SCCM 2012 - SMSPXE Error

I write this to help all you technical warriors out there who get shitty advice from the Microsoft Forums and other profound idiots about the 0x80092002 error in SCCM - usually to do with PXE booting but can manifest in other ways around DP -> MP communications.

The tricky one about this error is that it happens even if you are only using HTTP communication and not HTTPS/TLS. So to get an error about certificates is somewhat confusing.

What the uneducated masses of the internet will tell you is to re-install the PXE role over an over. This will do nothing.

Then they will tell you to re-install your management point and effectively re-build your entire infrastructure. This will work, but only because it is the nuclear option and will run the step that actually makes a difference as a matter of course.

So, here it is folks. If you have these kinds of errors in your logs:

PXE::MP_InitializeTransport failed; 0x80092002 SMSPXE 22/03/2017 2:45:58 PM 4144 (0x1030)

PXE::MP_ReportStatus failed; 0x80092002 SMSPXE 22/03/2017 2:45:58 PM 4144 (0x1030)

PXE::CPolicyProvider::InitializeMPConnection failed; 0x80092002 SMSPXE 22/03/2017 2:45:58 PM 4144 (0x1030)

All you need to do is re-generate your distribution point certificates in the ConfigMgr console.

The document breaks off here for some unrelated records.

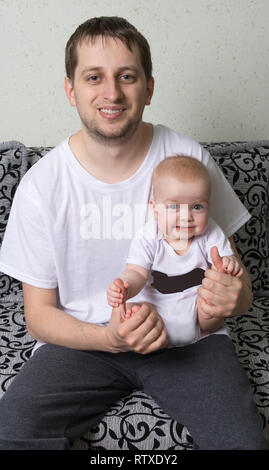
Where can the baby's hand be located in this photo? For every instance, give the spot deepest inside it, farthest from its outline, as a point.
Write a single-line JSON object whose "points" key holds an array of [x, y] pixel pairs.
{"points": [[117, 292], [231, 266]]}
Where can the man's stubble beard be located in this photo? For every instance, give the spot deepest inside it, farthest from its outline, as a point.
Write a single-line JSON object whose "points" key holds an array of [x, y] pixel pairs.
{"points": [[123, 134]]}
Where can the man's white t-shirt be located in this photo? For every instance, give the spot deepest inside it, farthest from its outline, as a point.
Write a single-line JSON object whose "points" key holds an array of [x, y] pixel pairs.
{"points": [[174, 280], [70, 231]]}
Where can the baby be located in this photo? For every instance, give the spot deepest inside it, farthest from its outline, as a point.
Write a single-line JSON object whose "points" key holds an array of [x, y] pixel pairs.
{"points": [[168, 257]]}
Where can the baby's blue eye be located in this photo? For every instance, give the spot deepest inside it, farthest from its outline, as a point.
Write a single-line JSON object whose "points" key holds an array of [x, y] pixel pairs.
{"points": [[198, 207], [173, 207]]}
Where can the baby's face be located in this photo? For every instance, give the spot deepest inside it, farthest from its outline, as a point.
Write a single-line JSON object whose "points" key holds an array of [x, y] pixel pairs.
{"points": [[181, 208]]}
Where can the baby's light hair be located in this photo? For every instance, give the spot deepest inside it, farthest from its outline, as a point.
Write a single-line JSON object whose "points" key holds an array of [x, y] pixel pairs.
{"points": [[183, 167]]}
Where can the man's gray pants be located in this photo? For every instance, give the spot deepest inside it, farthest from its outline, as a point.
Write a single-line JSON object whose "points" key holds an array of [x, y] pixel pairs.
{"points": [[61, 393]]}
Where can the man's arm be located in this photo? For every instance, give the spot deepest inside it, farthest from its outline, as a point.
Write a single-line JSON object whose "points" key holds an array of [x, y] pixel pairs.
{"points": [[143, 333], [47, 323], [223, 295]]}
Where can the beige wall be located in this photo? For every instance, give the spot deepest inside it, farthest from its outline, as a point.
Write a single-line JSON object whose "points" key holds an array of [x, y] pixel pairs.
{"points": [[210, 62]]}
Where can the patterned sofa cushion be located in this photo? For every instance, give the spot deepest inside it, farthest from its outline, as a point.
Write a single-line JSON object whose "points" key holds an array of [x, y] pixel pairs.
{"points": [[245, 165]]}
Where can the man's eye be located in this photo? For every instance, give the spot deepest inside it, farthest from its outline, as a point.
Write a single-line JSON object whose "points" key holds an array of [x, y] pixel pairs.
{"points": [[93, 78], [127, 77]]}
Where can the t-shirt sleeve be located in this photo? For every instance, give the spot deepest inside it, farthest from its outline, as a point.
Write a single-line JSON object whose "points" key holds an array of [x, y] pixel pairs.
{"points": [[216, 237], [225, 206], [143, 247], [26, 253]]}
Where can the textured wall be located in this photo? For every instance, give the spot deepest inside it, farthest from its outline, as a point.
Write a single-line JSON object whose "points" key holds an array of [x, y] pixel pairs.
{"points": [[210, 62]]}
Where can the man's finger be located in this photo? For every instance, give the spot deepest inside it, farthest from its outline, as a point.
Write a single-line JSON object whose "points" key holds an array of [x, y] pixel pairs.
{"points": [[216, 259], [222, 278]]}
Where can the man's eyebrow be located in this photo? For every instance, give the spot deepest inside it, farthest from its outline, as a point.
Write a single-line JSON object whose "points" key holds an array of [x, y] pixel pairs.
{"points": [[98, 68]]}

To do this, go to your Distribution Point properties, and on the general tab, just change the date by a day.

This will fire off a job and in a few minutes a new cert will be created and you will be right to go.

Remember, the error is generated by the Windows crypto libraries - it's not an SCCM specific error. In this case, error 0x80092002 means CRYPT_E_BAD_ENCODE (https://msdn.microsoft.com/en-us/library/windows/desktop/dd542646(v=vs.85).aspx) which makes for an easy and obvious place to start searching.

Remember kids, if you don't understand how Windows actually works, wildly clicking around won't help - nor will posting dumb and incorrect solutions on the Internet.